Dini bayramlarımızdan Ramazan bayramını hep birlikte idrak etmenin mutluluğunu yaşadık. Kimine göre tatil kimine göre şeker bayramı. Kim ne derse desin her yönüyle güzeldir bayramlar.
Hani derler ya “Nerde eski bayramlar”.Hakikaten de öyle. Şimdi, çeşitli yaş grupları hep kendi zamanındaki bayramları arar durur.
Günümüz çocuklarına sorduğumuzda onlar içinde bayram çok farklı şeyler ifade eder. Özellikle Büyükşehirler de apartman hayatı bayramları daha monoton kılar.
Bayram sabahı her şey çok güzeldir. Bayram namazına kalkmanın tatlı telaşı, yepyeni elbisenin özenle giyilmesi hep alışık olduğumuz manzaralardır. Yaşanan ve yaşanacak olan tatlı telaşlardandır. Bayramda, yıllardır görüşmeyenler sıkı sıkıya sarılıp hasret giderdiler. Çocukluk yıllarındaki anılarını tazelediler. Nasıl şeker topladıklarını, el öpüp aldıkları birkaç kuruşu nasıl harcadıklarını anlattılar.
Artık bizde orta yaş gurubuna dahil olduk. Çocukluğumda, bayramları doyasıya yaşayanlardanım. Arife günü aldığım yeni ayakkabılarım ile sabaha kadar uyuduğumu hiç unutmam.

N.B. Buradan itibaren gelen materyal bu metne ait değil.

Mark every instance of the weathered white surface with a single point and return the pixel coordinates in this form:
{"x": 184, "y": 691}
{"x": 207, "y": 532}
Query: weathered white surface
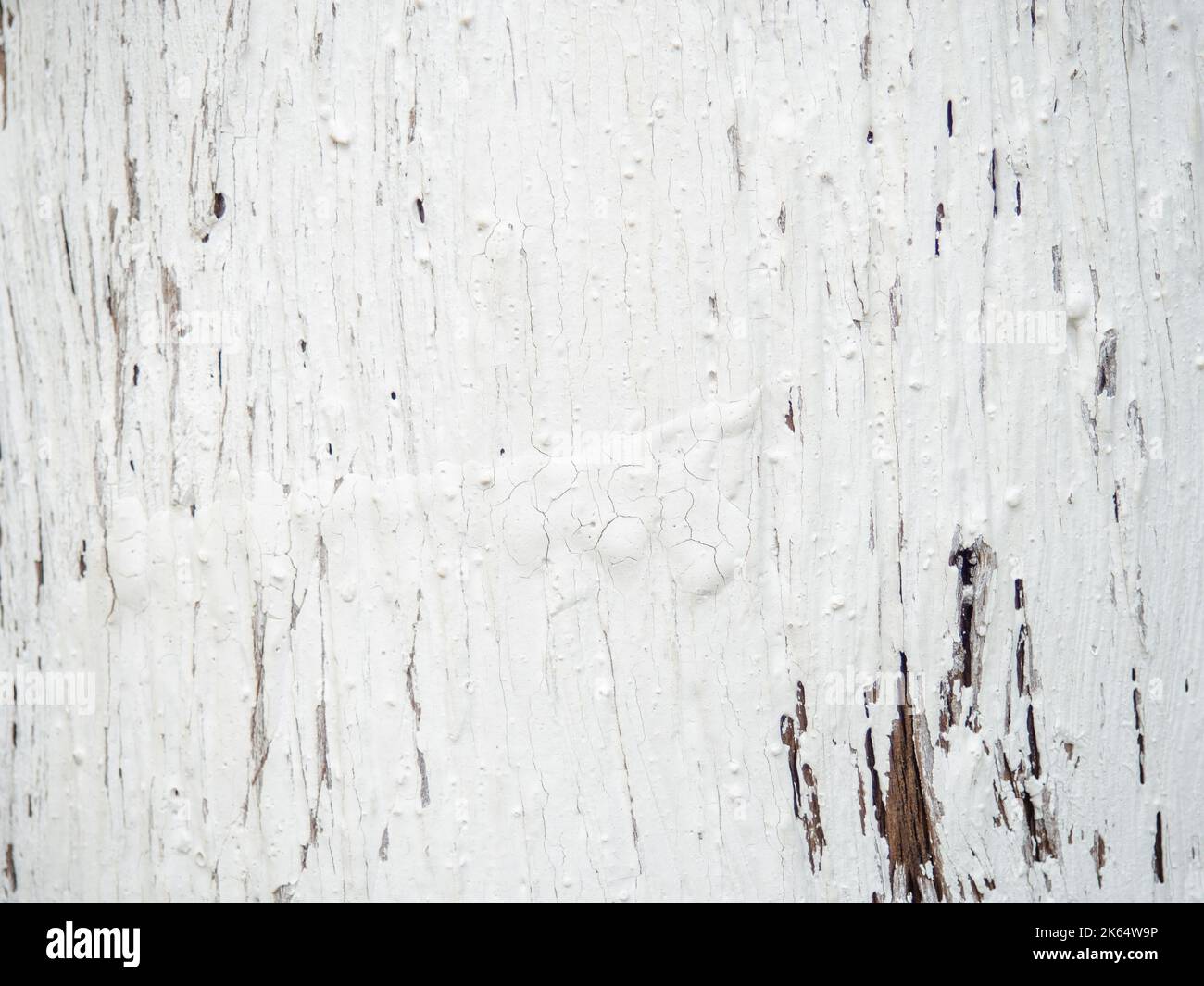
{"x": 345, "y": 646}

Sabah erkenden kalkar yeni elbiselerimi giyer, mahallede şeker toplamaya çıkardık. Bu arada sık sık eve gelir rahmetli dedemi ziyarete gelenlerin elini öpüp, harçlık kopartmanın yolunu arardım. Daha sonra bir kaç arkadaş ile o sokak senin bu sokak benim elimizdeki naylon poşetleri şeker ile doldurup eve boşaltır tekrar yola koyulurduk.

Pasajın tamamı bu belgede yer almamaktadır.